You could use Legendre’s formula (well, inclusion-exclusion) to practise computing $\pi(n)$ for some small values of $n$.

Can you finish the proof of Theorem 55?  You could put together the ingredients we’ve collected so far to see where it gets you.

I mentioned that there is a field of study called sieve theory.  In addition to the Wikipedia page, you might also like to look at this blog post by Terry Tao.

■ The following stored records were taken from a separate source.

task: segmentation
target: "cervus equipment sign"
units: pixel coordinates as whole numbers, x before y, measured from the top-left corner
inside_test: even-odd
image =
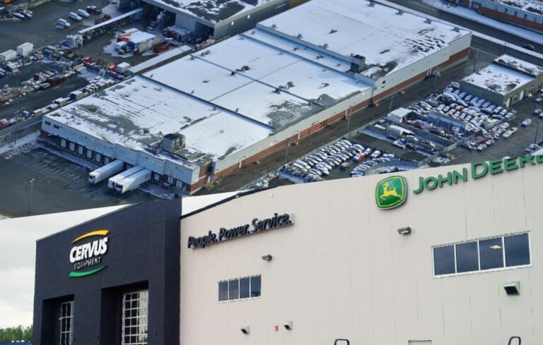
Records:
[[[445,186],[467,182],[470,178],[477,180],[490,175],[522,169],[528,165],[543,164],[543,155],[523,156],[518,158],[503,158],[489,162],[472,163],[469,168],[452,170],[437,176],[419,177],[419,186],[413,193],[420,194],[424,190],[433,190]],[[407,183],[403,176],[390,176],[381,180],[375,186],[375,203],[382,210],[401,206],[407,198]]]
[[[246,224],[230,229],[221,228],[217,232],[208,231],[206,235],[200,237],[189,236],[187,248],[205,248],[206,246],[218,243],[223,241],[243,237],[268,230],[273,230],[293,224],[292,214],[274,213],[273,217],[264,219],[255,218],[251,224]]]
[[[95,238],[102,236],[91,242],[78,244],[74,246],[70,250],[70,262],[74,265],[74,270],[70,272],[69,276],[73,277],[80,277],[89,276],[101,271],[106,267],[102,264],[103,255],[107,253],[107,241],[109,241],[109,230],[96,230],[88,232],[80,236],[72,243],[80,243],[83,240],[88,238]],[[87,267],[98,266],[91,270],[83,270]]]

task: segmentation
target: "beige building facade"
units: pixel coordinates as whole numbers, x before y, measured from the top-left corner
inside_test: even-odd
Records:
[[[380,183],[392,176],[404,195]],[[539,156],[284,186],[185,214],[180,344],[537,344],[542,193]],[[404,202],[378,207],[395,194]]]

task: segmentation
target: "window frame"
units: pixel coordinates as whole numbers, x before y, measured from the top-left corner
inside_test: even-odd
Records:
[[[252,293],[252,278],[255,278],[257,277],[260,277],[260,295],[257,296],[252,297],[251,296]],[[246,298],[240,298],[240,295],[241,294],[241,279],[249,279],[249,297]],[[230,282],[233,280],[237,280],[238,281],[238,298],[233,298],[230,299]],[[226,286],[228,287],[228,290],[226,291],[226,296],[228,296],[228,299],[221,301],[220,300],[220,293],[221,293],[221,289],[220,289],[220,284],[221,283],[226,283]],[[257,299],[260,298],[262,296],[262,274],[251,274],[251,275],[247,275],[247,276],[243,276],[238,278],[231,278],[229,279],[222,279],[217,282],[217,303],[230,303],[230,302],[236,302],[238,301],[247,301],[247,300],[251,300],[251,299]]]
[[[526,234],[528,235],[528,258],[530,258],[530,264],[527,265],[520,265],[518,266],[506,266],[506,237],[508,236],[516,236],[516,235],[522,235]],[[502,258],[503,260],[503,267],[497,267],[497,268],[490,268],[488,270],[481,270],[481,250],[479,248],[479,241],[485,241],[485,240],[489,240],[489,239],[494,239],[494,238],[501,238],[501,243],[502,243]],[[477,242],[477,259],[479,261],[479,270],[477,271],[471,271],[471,272],[457,272],[457,260],[456,260],[456,245],[460,244],[464,244],[469,242]],[[445,274],[436,274],[436,262],[434,261],[434,256],[433,256],[433,250],[436,248],[441,248],[441,247],[448,247],[450,246],[452,246],[454,250],[454,255],[455,255],[455,273],[448,273]],[[480,238],[477,238],[474,240],[469,240],[469,241],[462,241],[461,242],[455,242],[455,243],[450,243],[447,244],[443,244],[439,246],[433,246],[431,248],[431,256],[432,256],[432,275],[433,276],[433,278],[444,278],[448,277],[455,277],[455,276],[462,276],[462,275],[466,275],[466,274],[477,274],[479,273],[485,273],[485,272],[496,272],[496,271],[503,271],[506,270],[517,270],[520,268],[526,268],[526,267],[532,267],[532,236],[530,231],[520,231],[520,232],[514,232],[514,233],[510,233],[506,234],[504,235],[500,235],[500,236],[487,236],[487,237],[481,237]]]

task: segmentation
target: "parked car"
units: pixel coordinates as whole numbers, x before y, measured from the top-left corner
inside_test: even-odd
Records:
[[[59,18],[59,20],[57,20],[57,25],[65,28],[68,28],[71,26],[71,24],[70,24],[68,20],[66,19],[62,19],[62,18]]]
[[[83,20],[81,17],[78,14],[76,13],[75,12],[70,12],[69,13],[68,13],[68,18],[76,22],[80,22]]]
[[[93,14],[102,14],[102,10],[95,6],[88,6],[87,12]]]
[[[535,50],[535,48],[532,44],[522,44],[522,48],[532,51]]]

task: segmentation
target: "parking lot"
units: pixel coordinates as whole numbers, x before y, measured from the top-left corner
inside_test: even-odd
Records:
[[[29,211],[42,214],[156,199],[141,190],[115,194],[107,181],[90,185],[89,169],[51,154],[35,141],[0,154],[0,214],[10,217],[26,216]]]

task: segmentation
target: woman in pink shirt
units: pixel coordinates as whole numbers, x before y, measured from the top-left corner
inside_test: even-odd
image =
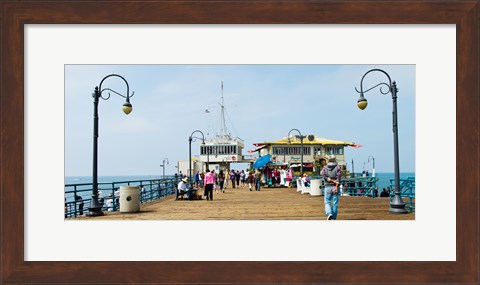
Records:
[[[207,169],[207,174],[205,174],[205,179],[203,180],[203,183],[205,185],[205,197],[207,200],[213,200],[213,184],[215,184],[215,174],[213,173],[215,170],[212,170],[210,172],[209,169]]]

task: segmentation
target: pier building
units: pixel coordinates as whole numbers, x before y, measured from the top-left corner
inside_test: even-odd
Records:
[[[328,156],[331,154],[336,156],[338,164],[345,170],[345,147],[360,147],[353,142],[308,135],[303,139],[303,142],[297,136],[290,136],[272,142],[254,143],[255,149],[249,152],[256,152],[259,157],[269,154],[271,155],[271,162],[274,164],[284,164],[297,168],[300,167],[302,143],[304,168],[310,172],[314,172],[314,169],[318,172],[327,164]]]

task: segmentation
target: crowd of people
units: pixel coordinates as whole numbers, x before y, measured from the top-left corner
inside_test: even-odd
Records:
[[[183,195],[187,200],[203,199],[213,200],[213,192],[215,194],[225,193],[227,188],[235,189],[240,187],[249,187],[250,191],[260,191],[261,178],[266,172],[260,172],[258,169],[253,170],[228,170],[218,171],[207,169],[205,172],[197,171],[193,177],[192,187],[194,191],[190,191],[188,187],[188,177],[181,172],[175,175],[180,182],[176,189],[176,200]],[[199,189],[204,189],[203,196],[198,194]],[[192,192],[192,193],[190,193]]]

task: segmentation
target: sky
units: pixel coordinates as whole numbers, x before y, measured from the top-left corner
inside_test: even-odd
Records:
[[[355,88],[373,68],[397,83],[400,171],[415,172],[415,65],[65,65],[65,176],[92,173],[92,93],[109,74],[127,80],[133,111],[125,115],[125,99],[114,93],[100,99],[101,176],[161,175],[164,159],[166,174],[173,174],[177,161],[188,160],[194,130],[207,139],[220,131],[222,82],[227,127],[244,140],[244,155],[253,143],[282,139],[296,128],[362,145],[345,149],[348,170],[353,159],[355,172],[371,172],[373,156],[376,172],[393,172],[391,94],[376,87],[365,93],[365,110],[356,105]],[[388,83],[383,73],[371,72],[364,90],[382,82]],[[103,88],[124,95],[127,90],[117,77],[106,79]],[[193,155],[199,145],[192,143]]]

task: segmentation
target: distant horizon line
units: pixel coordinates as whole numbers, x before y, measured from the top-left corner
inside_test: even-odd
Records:
[[[355,174],[357,173],[362,173],[362,172],[355,172]],[[371,175],[371,172],[369,171],[368,172],[370,175]],[[379,173],[395,173],[394,171],[381,171],[381,172],[377,172],[375,171],[375,174],[379,174]],[[400,171],[400,174],[402,173],[415,173],[415,171]],[[171,175],[175,175],[175,174],[165,174],[165,176],[171,176]],[[65,175],[64,177],[91,177],[92,175]],[[163,176],[163,174],[117,174],[117,175],[112,175],[112,174],[107,174],[107,175],[98,175],[99,177],[100,176]]]

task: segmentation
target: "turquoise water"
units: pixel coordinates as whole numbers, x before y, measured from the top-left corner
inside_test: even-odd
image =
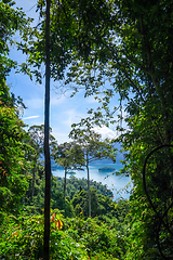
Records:
[[[114,167],[116,171],[118,171],[120,168],[122,168],[121,164],[105,164],[105,162],[94,162],[93,165],[90,165],[90,180],[102,182],[103,184],[106,184],[108,190],[112,191],[114,193],[114,200],[118,199],[120,197],[129,198],[129,192],[127,193],[125,185],[128,185],[131,181],[129,177],[117,177],[116,174],[112,174],[112,172],[101,172],[98,171],[98,168],[101,167]],[[84,178],[88,179],[86,170],[84,171],[75,171],[76,178]],[[52,172],[55,177],[64,177],[64,170],[55,170]],[[67,176],[70,178],[70,176]],[[130,187],[128,188],[130,191]]]

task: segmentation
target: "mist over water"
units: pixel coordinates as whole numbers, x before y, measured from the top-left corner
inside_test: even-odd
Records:
[[[104,162],[104,161],[95,161],[92,162],[89,167],[90,169],[90,180],[102,182],[102,184],[106,184],[107,188],[110,190],[114,194],[114,200],[118,198],[129,198],[130,194],[130,187],[125,188],[125,185],[128,185],[131,182],[130,177],[117,177],[116,174],[112,174],[112,172],[106,172],[106,171],[98,171],[102,167],[112,167],[115,168],[115,171],[118,171],[122,168],[122,165],[120,162],[111,164],[111,162]],[[75,177],[78,179],[84,178],[88,179],[86,170],[84,171],[74,171],[76,172]],[[64,178],[64,169],[58,169],[52,171],[53,176],[55,177],[62,177]],[[70,178],[69,174],[67,174],[67,178]],[[132,184],[131,184],[132,186]],[[129,191],[127,193],[127,190]]]

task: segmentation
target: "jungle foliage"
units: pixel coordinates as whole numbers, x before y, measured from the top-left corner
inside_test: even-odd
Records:
[[[9,57],[16,31],[23,41],[15,44],[27,54],[18,70],[42,81],[44,0],[38,1],[38,11],[40,24],[32,28],[13,1],[0,1],[0,259],[42,258],[41,147],[25,130],[18,109],[23,102],[6,83],[17,66]],[[115,142],[124,154],[119,174],[133,181],[129,200],[112,202],[101,185],[99,193],[91,188],[94,207],[86,218],[83,186],[74,192],[77,180],[67,181],[64,199],[62,180],[52,178],[50,258],[172,259],[173,2],[52,0],[50,23],[52,79],[74,84],[72,95],[84,88],[85,96],[98,100],[98,110],[89,114],[93,123],[111,122],[119,130]],[[116,93],[117,107],[111,105]]]

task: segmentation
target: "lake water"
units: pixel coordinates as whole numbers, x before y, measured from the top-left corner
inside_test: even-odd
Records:
[[[96,181],[96,182],[102,182],[103,184],[106,184],[108,190],[112,191],[114,193],[114,200],[118,199],[120,197],[123,198],[129,198],[129,188],[125,188],[125,185],[130,184],[131,178],[130,177],[117,177],[116,174],[112,174],[112,172],[101,172],[98,171],[98,168],[101,167],[114,167],[116,171],[122,168],[121,164],[105,164],[105,162],[94,162],[91,164],[89,169],[90,169],[90,180]],[[84,178],[88,179],[86,170],[84,171],[75,171],[76,178]],[[55,177],[62,177],[64,178],[64,170],[58,169],[55,171],[52,171],[53,176]],[[67,178],[70,178],[69,174],[67,174]],[[132,185],[130,185],[132,186]]]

Erdős and Surányi (Topics in the theory of numbers) discuss Bertrand’s postulate and a number of other interesting results relating to the distribution of the primes.  There’s also a proof of Bertrand’s postulate in Hardy and Wright (An Introduction to the Theory of Numbers).

#### Preparation for Lecture 18

Of course, you should try to finish the proof of Bertrand’s postulate for yourself.

Then next time we’ll have another change of topic.  We’re going to think about approximating irrational numbers by rationals (Diophantine approximation).  The aim is to get a very good approximation by a rational with very small denominator.  How would you go about finding a good rational approximation to $\sqrt{2}$ or $\pi$, for example?  If you find a good approximation, can you be confident that it’s the best option?  (That is, could there be another rational with smaller denominator that gives a better approximation?)